Lucy Hope

Personal information
- Born: 30 January 1997 (age 29) Melrose, Scottish Borders, Scotland

Sport
- Sport: Swimming
- Strokes: Freestyle
- Club: Tring SC

Medal record
Women's swimming
Representing Great Britain
World Championships (LC)
| Silver medal – second place | 2024 Doha | 4×200 m freestyle |
| Bronze medal – third place | 2023 Fukuoka | 4×100 m mixed freestyle |
European Championships (LC)
| Gold medal – first place | 2018 Glasgow | 4×200 m freestyle |
| Gold medal – first place | 2020 Budapest | 4×100 m freestyle |
| Gold medal – first place | 2020 Budapest | 4×200 m freestyle |
| Gold medal – first place | 2020 Budapest | 4×100 m mixed freestyle |
| Gold medal – first place | 2020 Budapest | 4×200 m mixed freestyle |
| Gold medal – first place | 2022 Rome | 4×100 m freestyle |
| Gold medal – first place | 2022 Rome | 4×200 m mixed freestyle |
| Silver medal – second place | 2022 Rome | 4×200 m freestyle |
| Silver medal – second place | 2022 Rome | 4×100 m mixed freestyle |
European Championships (SC)
| Gold medal – first place | 2023 Otopeni | 4x50 m mixed freestyle |
| Bronze medal – third place | 2023 Otopeni | Women's 4x50 m freestyle |

= Lucy Hope (swimmer) =

Scottish swimmer (born 1997)

Lucy Hope (born 30 January 1997) is an active Scottish elite swimmer representing Scotland and Great Britain. A freestyle specialist, her most significant success has come in freestyle relay for Great Britain, for whom she has won seven gold medals at European level between 2018 and 2022. She competed at the 2020 Summer Olympics and the 2024 Summer Olympics.

== Career ==
She competed in the women's 4 × 200 metre freestyle relay event at the 2018 European Aquatics Championships, winning the gold medal. She won a further four gold medals in the 2020 European Aquatics Championships in the women's 4 x 100 metre freestyle relay and 4 x 200 metre freestyle relay, and the mixed 4 x 200 metre freestyle relay and 4 x 100 metre freestyle relay In 2022, she was part of the Great Britain team that retained their titles in the women's 4 x 100 metre freestyle and the mixed 4 x 200 metre freestyle, while winning silver medals in the women's 4 x 200 metre freestyle relay and the mixed 4 x 100 metre freestyle relay.

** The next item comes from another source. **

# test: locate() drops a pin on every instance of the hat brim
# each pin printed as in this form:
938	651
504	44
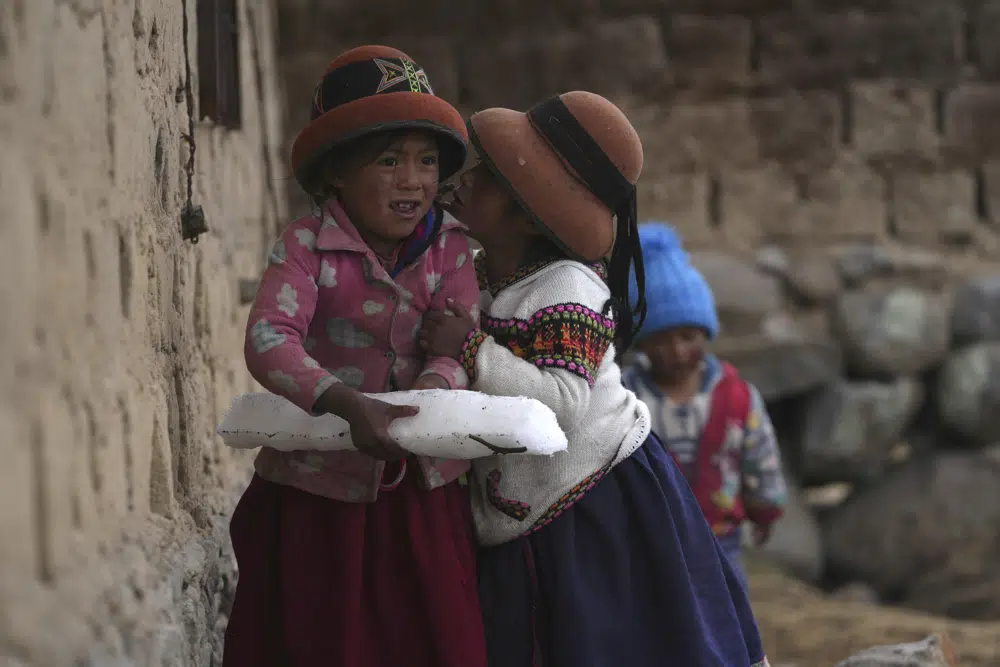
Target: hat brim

Hope is third on the all time women's list for Great Britain at the European Championship behind Fran Halsall and Freya Anderson.

Hope was selected for the British team for the 2024 Summer Olympics. At the 2024 Olympic Games in Paris, she participated in the women's 4 × 100 metre freestyle relay an dthe women's 4 × 200 metre freestyle relay.